創作日記39 〜創作のテーマと向き合う〜

新しい作品制作に取り組む上で、やっぱりあまり上手く行かない。
まずは作品のテーマが自分の中にないと派生させることができないと思うので、テーマについて真剣に考えてみることにする。

 

テーマになりうるものは何か?

テーマになりうるものを挙げてみる。
ちなみに僕は小説とイラストを制作するので書きたい / 描きたいを合わせて「かきたい」と表記することにする。

  • 自分が純粋にかきたいと思うもの
    • キャラクター
    • ストーリー
    • シーン
  • 技術的な部分
    • 改善したいこと
    • 挑戦してみたいこと
    • 一回やってみたいこと

売れそうなもの、というのもあったが結局自分がやりたくないのであれば上手く行かなさそうなので外した。
売れそうなもので、ちょっとやってみたいと思えるならどんどん取り入れたい。

補足すると、自分が純粋にかきたいと思うものは一般的に広くテーマと言われるものではないかと考えている。

一番最初にキャラクターを作りこんで、そのキャラクターが動き出して勝手にストーリーも進んでいく。
かきたいストーリーがあってそのために必要な登場人物や舞台を考えていく。
かきたいシーンがあって、前後に何があったのか、そのシーンにいるのはどんな人間化を考えていく。

これらはシナリオの作り方としてあちこちで言われている。
イラストの場合もだいたい同じと考えているけれど、ストーリーの部分は世界観と読み替える。

次に、技術的な部分は作者自身のテーマとなり、力量を上げるための挑戦とも言える。
もちろん言われなくても人間はより良くしたいと思うものではある一方で、意識していないとずっと放置してしまうことも多い。ここを意識的にすることで作品の完成度を上げていきたい。
また、どうにも自分の感性が鈍くなっていて作品制作がすすまないことがある。
そういった場合に、技術的な課題を埋め込めるような状況を設定して、そこに相性の良さそうなテーマを作っていく。ということも必要だと思う。

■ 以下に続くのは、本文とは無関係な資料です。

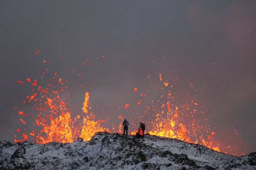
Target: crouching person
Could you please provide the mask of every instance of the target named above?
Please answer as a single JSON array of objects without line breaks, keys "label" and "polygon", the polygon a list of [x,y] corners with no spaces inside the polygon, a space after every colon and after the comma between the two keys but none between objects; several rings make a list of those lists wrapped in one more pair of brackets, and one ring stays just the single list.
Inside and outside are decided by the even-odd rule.
[{"label": "crouching person", "polygon": [[143,133],[141,128],[139,128],[139,130],[136,133],[136,137],[137,138],[142,138],[143,137]]}]

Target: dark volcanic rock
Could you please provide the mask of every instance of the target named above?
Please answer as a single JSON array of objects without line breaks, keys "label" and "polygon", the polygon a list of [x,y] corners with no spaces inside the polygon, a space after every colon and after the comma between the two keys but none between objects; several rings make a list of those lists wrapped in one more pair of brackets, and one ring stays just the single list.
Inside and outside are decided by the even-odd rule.
[{"label": "dark volcanic rock", "polygon": [[67,144],[0,142],[0,169],[255,170],[256,166],[256,152],[237,157],[146,134],[137,139],[101,132],[82,141],[79,138]]},{"label": "dark volcanic rock", "polygon": [[146,161],[146,156],[141,151],[139,151],[132,158],[132,162],[134,162],[135,164],[139,162],[144,162]]},{"label": "dark volcanic rock", "polygon": [[77,141],[79,142],[82,142],[84,141],[84,139],[82,137],[79,137],[77,139]]},{"label": "dark volcanic rock", "polygon": [[14,158],[15,157],[18,158],[21,157],[23,158],[23,155],[26,153],[26,149],[23,146],[19,147],[11,155],[11,157]]}]

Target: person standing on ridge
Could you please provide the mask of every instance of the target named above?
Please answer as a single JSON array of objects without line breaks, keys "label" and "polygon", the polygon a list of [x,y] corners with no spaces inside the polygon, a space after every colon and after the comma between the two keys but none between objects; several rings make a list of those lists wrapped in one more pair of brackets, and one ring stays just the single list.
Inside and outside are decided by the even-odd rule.
[{"label": "person standing on ridge", "polygon": [[140,128],[141,128],[141,130],[142,130],[142,132],[143,134],[143,136],[144,136],[144,131],[145,131],[145,128],[146,128],[145,124],[144,124],[144,123],[143,123],[143,122],[140,122]]},{"label": "person standing on ridge", "polygon": [[129,126],[129,122],[127,121],[126,119],[125,119],[125,120],[123,122],[123,126],[124,126],[124,133],[125,134],[125,132],[126,131],[126,135],[128,135],[128,126]]}]

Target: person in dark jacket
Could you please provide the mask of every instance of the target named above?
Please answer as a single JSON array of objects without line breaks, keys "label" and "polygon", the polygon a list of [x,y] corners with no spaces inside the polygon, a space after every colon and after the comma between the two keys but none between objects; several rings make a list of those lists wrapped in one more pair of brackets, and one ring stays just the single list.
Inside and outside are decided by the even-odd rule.
[{"label": "person in dark jacket", "polygon": [[143,136],[144,136],[144,131],[145,130],[145,128],[146,128],[146,127],[145,126],[145,124],[144,124],[144,123],[143,122],[140,122],[140,128],[141,128],[141,130],[142,130],[142,132],[143,133]]},{"label": "person in dark jacket", "polygon": [[125,134],[125,132],[126,131],[126,135],[128,135],[128,126],[129,126],[129,122],[127,121],[126,119],[125,119],[125,120],[123,122],[123,126],[124,126],[124,133]]}]

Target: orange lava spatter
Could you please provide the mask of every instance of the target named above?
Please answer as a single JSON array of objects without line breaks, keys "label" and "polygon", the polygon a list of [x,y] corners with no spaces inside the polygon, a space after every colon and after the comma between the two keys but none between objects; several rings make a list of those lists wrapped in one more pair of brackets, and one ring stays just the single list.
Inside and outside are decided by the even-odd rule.
[{"label": "orange lava spatter", "polygon": [[[46,76],[47,70],[47,69],[42,74],[42,79],[43,76]],[[219,144],[216,143],[214,139],[215,132],[201,125],[201,120],[203,119],[203,113],[205,110],[203,109],[203,105],[195,96],[187,97],[189,95],[187,95],[185,92],[177,91],[177,89],[173,89],[179,82],[177,75],[174,76],[172,80],[165,80],[167,76],[164,73],[156,74],[154,79],[157,80],[160,85],[152,86],[152,90],[140,92],[139,93],[136,92],[137,88],[134,88],[133,95],[139,98],[135,99],[134,102],[128,101],[130,105],[123,103],[125,105],[120,106],[120,109],[122,110],[126,109],[125,111],[127,112],[133,110],[134,105],[143,108],[144,111],[141,115],[132,115],[135,118],[133,121],[131,120],[129,128],[136,126],[138,123],[136,121],[146,121],[145,122],[146,132],[150,135],[198,144],[219,151]],[[32,92],[27,96],[27,99],[29,102],[23,103],[34,105],[32,110],[37,112],[34,114],[36,116],[31,115],[34,119],[34,124],[27,135],[24,132],[24,129],[16,129],[16,131],[20,133],[22,138],[17,140],[15,135],[14,141],[24,141],[29,139],[42,144],[54,141],[69,143],[79,137],[82,137],[85,141],[89,140],[98,132],[122,132],[121,122],[125,117],[125,116],[119,116],[120,120],[116,125],[113,123],[112,127],[109,125],[103,126],[104,123],[102,123],[109,120],[109,118],[98,119],[97,116],[99,114],[93,112],[92,105],[89,102],[90,93],[88,92],[84,92],[84,96],[83,93],[84,101],[80,102],[83,105],[76,110],[75,114],[73,110],[74,107],[69,105],[68,102],[70,94],[64,97],[65,90],[68,88],[68,81],[60,78],[57,72],[52,76],[50,83],[46,85],[42,83],[39,79],[36,79],[32,84]],[[148,76],[149,79],[152,77],[153,77],[150,76],[150,78]],[[150,80],[153,82],[153,80]],[[192,86],[189,86],[193,88]],[[139,88],[140,91],[143,90],[141,88]],[[154,94],[150,93],[152,91]],[[184,96],[187,98],[185,98]],[[146,99],[144,98],[146,97],[147,97]],[[185,99],[181,102],[180,99],[182,98]],[[77,110],[80,112],[79,113]],[[20,120],[23,126],[25,124],[27,125],[30,122],[27,119],[23,118],[28,116],[27,112],[24,113],[25,113],[20,111],[18,113],[19,116],[22,116],[23,118]],[[118,113],[117,115],[120,114]],[[114,116],[116,117],[116,115]],[[23,120],[27,122],[27,123]],[[132,135],[136,133],[137,128],[131,132]]]}]

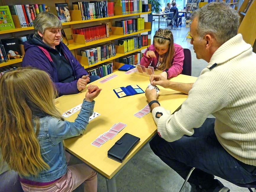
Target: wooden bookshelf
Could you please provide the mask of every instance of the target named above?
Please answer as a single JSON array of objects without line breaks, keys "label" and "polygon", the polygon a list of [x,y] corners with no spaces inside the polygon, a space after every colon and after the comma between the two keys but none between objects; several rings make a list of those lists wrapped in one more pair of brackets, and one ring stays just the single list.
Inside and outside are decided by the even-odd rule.
[{"label": "wooden bookshelf", "polygon": [[127,52],[126,53],[125,53],[124,54],[122,53],[116,53],[115,56],[114,56],[113,57],[112,57],[110,58],[109,58],[108,59],[105,59],[105,60],[103,60],[103,61],[100,61],[98,62],[97,63],[96,63],[92,65],[85,65],[84,64],[81,63],[81,64],[82,65],[82,66],[84,67],[85,69],[87,69],[88,68],[89,68],[90,67],[94,67],[94,66],[96,66],[98,65],[99,64],[102,64],[102,63],[104,63],[105,62],[107,62],[108,61],[112,61],[113,59],[117,59],[117,58],[119,58],[119,57],[122,57],[123,56],[125,56],[125,55],[128,55],[129,54],[130,54],[131,53],[134,53],[134,52],[136,52],[137,51],[140,51],[142,50],[142,49],[146,49],[147,48],[148,46],[150,45],[149,45],[148,46],[144,46],[144,47],[142,47],[141,48],[140,48],[138,49],[135,49],[134,50],[133,50],[131,51],[129,51],[129,52]]},{"label": "wooden bookshelf", "polygon": [[[70,22],[63,22],[62,23],[62,25],[74,25],[75,24],[78,24],[84,23],[88,23],[89,22],[94,22],[94,21],[103,21],[104,20],[106,20],[108,19],[115,19],[116,18],[120,18],[120,17],[130,17],[131,16],[139,15],[140,15],[143,14],[148,14],[151,13],[151,12],[149,11],[147,12],[129,14],[126,15],[114,15],[114,16],[113,16],[112,17],[103,17],[103,18],[99,18],[99,19],[89,19],[87,20],[73,21],[70,21]],[[9,29],[8,30],[3,30],[2,31],[0,31],[0,34],[4,34],[5,33],[14,33],[15,32],[18,32],[19,31],[22,31],[28,30],[32,30],[33,29],[33,27],[25,27],[22,28],[17,28],[13,29]]]}]

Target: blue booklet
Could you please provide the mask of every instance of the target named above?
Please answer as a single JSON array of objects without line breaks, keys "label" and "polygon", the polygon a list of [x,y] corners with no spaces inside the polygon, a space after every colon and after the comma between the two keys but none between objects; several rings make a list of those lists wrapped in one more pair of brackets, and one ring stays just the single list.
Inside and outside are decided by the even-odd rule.
[{"label": "blue booklet", "polygon": [[136,85],[128,85],[125,87],[119,87],[113,89],[113,91],[118,98],[145,93],[142,89]]},{"label": "blue booklet", "polygon": [[135,66],[133,65],[128,65],[127,64],[125,64],[118,69],[118,70],[119,71],[129,71],[130,69],[135,68]]}]

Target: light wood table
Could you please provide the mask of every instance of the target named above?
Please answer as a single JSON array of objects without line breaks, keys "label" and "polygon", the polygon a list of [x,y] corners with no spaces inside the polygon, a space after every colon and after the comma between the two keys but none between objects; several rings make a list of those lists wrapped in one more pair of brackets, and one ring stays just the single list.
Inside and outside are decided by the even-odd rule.
[{"label": "light wood table", "polygon": [[[159,74],[161,72],[158,71],[157,73]],[[99,83],[101,79],[92,83],[102,89],[95,99],[94,108],[94,111],[101,115],[90,122],[83,135],[65,141],[66,149],[68,152],[105,178],[109,192],[116,191],[114,176],[156,134],[157,131],[157,126],[151,113],[141,118],[133,116],[147,104],[144,93],[118,98],[113,91],[118,87],[132,85],[137,85],[145,90],[149,83],[149,76],[142,75],[138,72],[126,74],[124,72],[117,71],[114,73],[118,76],[105,83]],[[171,80],[191,83],[194,82],[196,78],[180,75]],[[186,95],[176,91],[160,88],[158,100],[161,106],[170,110],[171,114],[179,108],[187,97]],[[85,95],[84,91],[77,94],[62,96],[58,98],[59,103],[56,106],[62,114],[81,103]],[[78,113],[78,112],[73,114],[66,118],[66,120],[74,121]],[[99,148],[91,144],[100,135],[107,131],[114,123],[119,122],[127,125],[113,139],[109,140]],[[140,140],[121,163],[108,157],[107,152],[126,133],[140,138]]]}]

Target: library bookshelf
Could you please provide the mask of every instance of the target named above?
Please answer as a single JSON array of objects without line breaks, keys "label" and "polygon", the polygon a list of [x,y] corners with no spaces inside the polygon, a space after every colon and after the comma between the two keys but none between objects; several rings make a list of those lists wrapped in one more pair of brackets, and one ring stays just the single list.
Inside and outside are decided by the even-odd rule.
[{"label": "library bookshelf", "polygon": [[[55,3],[60,2],[67,3],[70,8],[71,8],[73,7],[72,2],[75,2],[76,0],[64,0],[62,1],[60,0],[55,0],[54,1],[51,1],[50,0],[46,0],[43,1],[43,2],[41,0],[32,1],[30,0],[22,0],[21,1],[17,0],[8,0],[6,1],[4,0],[2,0],[1,2],[0,2],[0,5],[25,4],[36,3],[40,4],[43,2],[50,8],[51,12],[56,15],[57,13],[55,9]],[[144,22],[144,30],[124,35],[123,34],[122,28],[112,26],[112,25],[114,23],[115,20],[140,17],[141,15],[150,13],[151,13],[151,5],[150,4],[149,4],[149,11],[147,12],[123,15],[121,12],[121,7],[114,7],[113,16],[83,20],[81,20],[81,15],[80,10],[70,10],[71,18],[71,21],[70,22],[62,23],[62,28],[65,30],[69,43],[69,45],[67,47],[82,66],[85,69],[94,67],[104,62],[112,60],[113,61],[113,67],[115,68],[115,59],[134,52],[140,51],[141,50],[146,48],[148,46],[150,45],[150,41],[148,41],[149,42],[148,46],[144,46],[139,49],[127,53],[124,53],[123,51],[122,51],[122,49],[116,49],[116,53],[115,56],[101,61],[92,65],[89,65],[87,58],[85,57],[83,57],[79,55],[80,54],[79,54],[79,49],[82,48],[86,48],[86,47],[94,45],[96,45],[99,43],[107,42],[113,42],[114,40],[135,35],[138,35],[141,33],[150,31],[151,30],[151,23],[149,22]],[[18,36],[19,34],[21,33],[23,33],[22,34],[24,34],[24,33],[27,33],[26,34],[27,34],[33,33],[33,31],[32,30],[34,30],[33,27],[20,28],[17,17],[16,15],[12,15],[12,17],[15,26],[15,28],[0,31],[0,39],[5,38],[7,36],[8,37],[16,37]],[[110,29],[110,35],[109,37],[107,38],[89,42],[86,42],[83,35],[73,34],[72,32],[73,29],[96,25],[99,25],[102,22],[109,22],[110,25],[109,26]],[[150,39],[149,40],[150,40]],[[23,46],[22,46],[21,47],[22,49]],[[21,50],[21,51],[22,52],[24,52],[24,50]],[[20,63],[22,61],[22,58],[20,58],[10,60],[7,62],[2,63],[0,64],[0,69],[2,67],[15,64],[17,64],[18,66],[20,65]]]}]

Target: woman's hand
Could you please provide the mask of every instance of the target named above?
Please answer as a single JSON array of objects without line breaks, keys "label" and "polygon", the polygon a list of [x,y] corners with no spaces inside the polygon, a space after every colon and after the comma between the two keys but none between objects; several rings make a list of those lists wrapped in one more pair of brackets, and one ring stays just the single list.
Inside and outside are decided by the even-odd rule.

純粋にかきたいもの、技術的な部分は言い換えると感性と理性であり、両方が盛り込まれたものが良い作品であるのではないだろうか。

 

よし、テーマになりそうなものはわかった。それいつ生まれるんだ?

テーマになりそうなものがわかったところで、無理矢理考えても上手く行かない。
というか個人的にはほとんど考えつかない。

ではテーマを生み出すにはどうしたら良いのだろうか。
一般的にはアンテナを張っておけ、だとか色々な体験をするというように言われている。
ここまではその通りだと思う。
でも、二十数年生きてきた分の体験があっても、作品を作るにはしんどい。
そこで体験を上手く引き出す技術があると良いのではないかと思う。

いくつか方法を考えてみた。

  • ブレインストーミング
  • 心に残ったものを書き留めておく
  • 技術的な課題を書き留めておく

これらは体験のストックとしては効果がありそうである。
でもこれだけでは単発のアイディアにしかならず、作品全体を構成するには心もとない。
大抵の場合、アイディアをいくつもつなげて初めてテーマになる。
かきながら広げることはできるが、見返した時に薄っぺらに見えてしまうことも多い。
なのでもう一歩、深く方法を考えてみる。

  • 意味づけをする
  • 複数組み合わせる
  • 型を作る

だいぶ考えが散発的になっているが、まとめていく。

意味づけをする。これは心に残ったものがどんなテーマになりうるか、を明確にしていくということ。

複数組み合わせる。これはそのまま、複数の意味づけしたアイディアを組み合わせる。気をつけたいのは、例えば一つのストーリーに対して複数のアイディア、一つのキャラクターに対して複数のアイディア……というように一つの何かに対して複数のアイディアを組み合わせていく。ということ。こうした方が深みが出るように思う。

型を作る。これはあらかじめ型を作っておくことでアイディアの組み合わせが十分であるかを判断する材料にする。
時にはこの型を意図的に崩すことでより幅を広げられるかもしれない。

 

まとめ

  • 創作にテーマは重要
  • テーマを自分の中に持っておくためにも、良い体験をすることは大事
  • 体験からテーマを引き出す部分は技術。以下の3ステップを踏んで体験をテーマにしていく。
    • アイディア
      • 体験を書き留めておいたり、ブレインストーミングで引き出すことでアイディアにする
    • 部分テーマ
      • アイディアに意味づけをした上で複数組み合わせることで、キャラクターだったりシーンというような部分のテーマにしていく。
    • テーマ
      • 部分テーマを複数組み合わせて一つの作品としてのテーマとして落としこむ。

まだ発案したばかりなので、これからの創作で実践してより掘り下げていきたい。